Désormais, le vrai suspense concerne l’après. Que va faire Emmanuel Macron ? Doit-il parler très vite ? Doit-il prendre son temps ? « Il doit arrêter de s’entêter. Il doit faire ce qu’il aurait dû faire le 8 juillet 2024 en nommant un Premier ministre de gauche et engager une cohabitation », martèle Benjamin Lucas-Lundy, député écologiste. Boris Vallaud porte le message à la tribune. « Nous sommes prêts, qu’Emmanuel Macron vienne nous chercher », lance le président et orateur du groupe socialiste. Un discours jugé un peu dur par les partisans d’une alliance entre le PS et les macronistes. « On est dans les premiers balbutiements, personne ne dévoile vraiment ses cartes », estime Sacha Houlié, ancien député macroniste devenu soutien de Raphaël Gucksmann. « Si Emmanuel Macron bouge sur la question fiscale, tout peut s’ouvrir », espère-t-il.
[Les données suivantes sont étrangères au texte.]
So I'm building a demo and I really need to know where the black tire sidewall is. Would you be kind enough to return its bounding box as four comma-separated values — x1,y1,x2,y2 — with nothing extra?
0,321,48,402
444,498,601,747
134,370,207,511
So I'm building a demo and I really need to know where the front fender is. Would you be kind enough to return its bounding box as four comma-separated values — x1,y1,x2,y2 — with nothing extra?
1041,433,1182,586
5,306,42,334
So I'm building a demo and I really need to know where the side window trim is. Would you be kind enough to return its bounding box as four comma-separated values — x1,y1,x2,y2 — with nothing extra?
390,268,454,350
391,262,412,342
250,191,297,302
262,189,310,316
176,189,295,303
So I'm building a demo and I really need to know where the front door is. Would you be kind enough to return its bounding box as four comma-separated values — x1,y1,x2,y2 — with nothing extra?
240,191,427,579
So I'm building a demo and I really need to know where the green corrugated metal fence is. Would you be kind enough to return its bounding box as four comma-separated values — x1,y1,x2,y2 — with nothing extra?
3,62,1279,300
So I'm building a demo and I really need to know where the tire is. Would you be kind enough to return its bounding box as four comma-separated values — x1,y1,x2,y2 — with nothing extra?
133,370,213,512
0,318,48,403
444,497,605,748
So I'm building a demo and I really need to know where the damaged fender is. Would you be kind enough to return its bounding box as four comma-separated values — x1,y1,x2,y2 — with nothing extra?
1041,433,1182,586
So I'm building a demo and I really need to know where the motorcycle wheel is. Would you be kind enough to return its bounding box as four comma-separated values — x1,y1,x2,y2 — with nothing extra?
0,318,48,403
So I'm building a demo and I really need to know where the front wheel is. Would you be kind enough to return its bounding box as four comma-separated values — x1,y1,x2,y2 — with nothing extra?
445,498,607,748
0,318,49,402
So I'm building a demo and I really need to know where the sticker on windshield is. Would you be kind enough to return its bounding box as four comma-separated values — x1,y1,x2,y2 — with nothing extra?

Les insoumis et le RN continuent, eux, de mettre la pression sur Emmanuel Macron. Marine Le Pen prend la parole en fin d’après-midi parmi les dernières oratrices. Si elle salue « la fin d’un gouvernement fantôme », le président de la République est sa principale cible. « La dissolution n’est pas une option, mais une obligation », martèle la présidente du groupe RN à l’Assemblée. Un peu avant 18 heures, c’est au tour de Mathide Panot de s’exprimer. « Partez aujourd’hui, Monsieur Bayrou. Monsieur Macron vous suivra de près », promet la présidente du groupe LFI, en citant la journée du 10 septembre comme nouvel horizon politique, après celle historique du 8 septembre.

Dès mardi, les députés, dont les travaux sont mis entre parenthèses tant qu’un gouvernement n’est pas constitué, reprendront le chemin de leur circonscription pour labourer le terrain, en cas d’éventuelle dissolution. Emmanuel Maurel, député apparenté communiste quitte le Palais-Bourbon, portant ostensiblement sous le bras un livre au titre qui accroche les regards : L’humeur révolutionnaire. Tout un programme.